1.       Latar Belakang

Kebangkitan nasional adalah masa dimana bangkitnya rasa dan semangat persatuan, kesatuan dan nasionalisme serta kesadaran untuk memperjuangkan kemerdekaan republik Indonesia. Bangkitnya nasionalisme di Indonesia tidak dapat dipisahkan dari bangkitnya nasionalisme di Asia yang ditandai adanya kemenangan Jepang atas Rusia pada tahun 1905.
Sebab-sebab bangkitnya nasionalisme di Indonesia dan tumbuhnya pergerakan nasional Indonesia itu, tidak hanya dipengaruhi adanya pengaruh dari luar Indonesia saja. Namun reaksi pada masa sebelum tahun 1905 yang pernah dicetuskan dengan adanya perlawanan senjata di berbagai daerah, seperti perlawanan Pattimura, Diponegoro, Si Singamangaraja serta
 Hassanudin. Hal ini telah membuktikan nyata adanya semangat nasionalisme telah lam bergejolak pada adda bangsa Indonesia sebagai reaksi terhadap penderitaan lahir dan batin akibat kolonialisme.
Penderitaan lahir batin yang tak tertahankan lagi ditambah pengaruh kejadian-kejadian didalam maupun diluar tanah air yang merupakan dorongan yang mempercepat lahirnya pergerakan nasional dan titik berangkat lahirnya Budi Utomo pada tanggal 20 Mei 1908 sebagai organisasi pelajar guna memajukan kepentingan-kepentingan priyayi rendah, dimana jangkauan geraknya terbatas pada penduduk Pulau Jawa dan Madura. (M.C.Ricklefs : 1998 : 249)
A.    Lahirnya Organisasi Budi Utomo di Indonesia

Budi Utomo merupakan sebuah organisasi pelajar yang didirikan oleh Dr.Sutomo dan para mahasiswa STOVIA (School tot Opleiding voor Inlandsche Arsten) yaitu Goenawan, Dr.Cipto Mangoenkeosoemo dan Soeraji serta R.T Ario Tirtokusumo, yang didirikan di Jakarta pada 20 Mei 1908. Organisasi ini bersifat sosial, ekonomi, kebudayaan serta tidak bersifat politik.
Berdirinya Budi Utomo tak bisa lepas dari peran Dr.
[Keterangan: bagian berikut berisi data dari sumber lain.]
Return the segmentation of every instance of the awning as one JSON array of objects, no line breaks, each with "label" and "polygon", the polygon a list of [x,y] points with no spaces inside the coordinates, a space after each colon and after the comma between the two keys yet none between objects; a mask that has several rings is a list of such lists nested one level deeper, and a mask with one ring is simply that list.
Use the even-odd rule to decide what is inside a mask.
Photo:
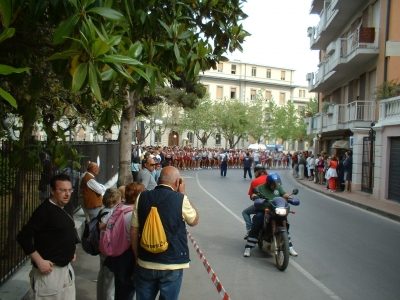
[{"label": "awning", "polygon": [[338,140],[333,143],[333,149],[349,149],[349,141],[348,140]]}]

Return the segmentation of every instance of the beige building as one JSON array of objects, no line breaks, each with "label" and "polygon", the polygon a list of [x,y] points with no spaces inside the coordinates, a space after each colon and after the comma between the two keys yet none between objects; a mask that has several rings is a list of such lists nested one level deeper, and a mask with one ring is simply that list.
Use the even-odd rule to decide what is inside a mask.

Wahidin Sudirohusodo. Walaupun bukan pendiri Budi Utomo, namun beliaulah yang telah menginspirasi Dr.Sutomo dan kawan-kawan untuk mendirikan organisasi pergerakan nasional ini. Dr.Wahidin Sudirohusodo sendiri adalah seorang alumni STOVIA yang sering berkeliling di kota-kota besar di Pulau Jawa untuk mengkampanyekan gagasannya mengenai bantuan dana bagi pelajar-pelajar pribumi berprestasi yang tidak mampu melanjutkan sekolah. Gagasan ini akhirnya beliau kemukakan kepada pelajar-pelajar STOVIA di Jakarta, dan ternyata mereka menyambut baik gagasan mengenai organisasi tersebut dan dari sinilah awal perkembangan menuju keharmonisan bagi orang Jawa dan Madura.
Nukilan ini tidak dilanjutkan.